Lack of epub is an issue. Amazon's format, in addition to being proprietary, is a weird and hard to deal with (due to historical PalmOS-related baggage). Also, I believe that the epubs tend to have more future-proof data (cleaner HTML, etc).
However, I have no sympathy for these publishers on the DRM front. If they want DRM then they can pay the piper (i.e. Amazon/Apple). I personally don't see a lot of merit in this lawsuit as long as Apple, Amazon, etc. allow users to load their own third party books onto the devices. (And you can make your own books for the devices.)
Nobody is stopping them from selling books for the iPad/Kindle, lots of publishers like O'Reilly and Baen do.

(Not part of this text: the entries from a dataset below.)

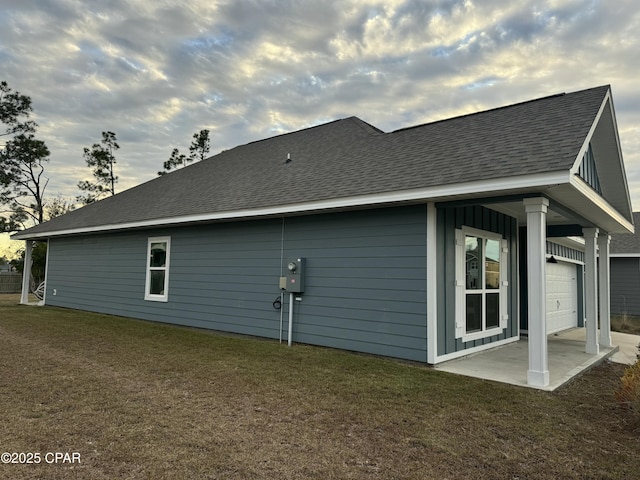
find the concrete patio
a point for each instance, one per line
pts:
(566, 359)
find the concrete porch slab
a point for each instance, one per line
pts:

They're just stopping them from using Amazon/Apple's DRM without paying Amazon/Apple for the privilege. The same thing happened with music, and the industry eventually decided to drop the DRM. (And I think Apple is still selling a decent amount of music without it.)
The bookstores are asking the court to issue an injunction prohibiting the publishers and Amazon from “selling e-books with device and app specific DRMs,” while also requiring the big six publishers to allow independent bookstores to directly sell open-source DRM e-books.
It sounds like they are asking the courts to order some kind of "open source DRM" that they can use. If they don't want to use DRM, Kindle and iBooks work great today. If they don't want anyone to use DRM, then the article is misrepresenting them.
The article refer to the fact that these ebooks are limited to the Kindle and that is part of the lawsuit. I don't believe it is too late to happen; the DoJ seem to always wait for someone to complain before they act, so it might be what was needed.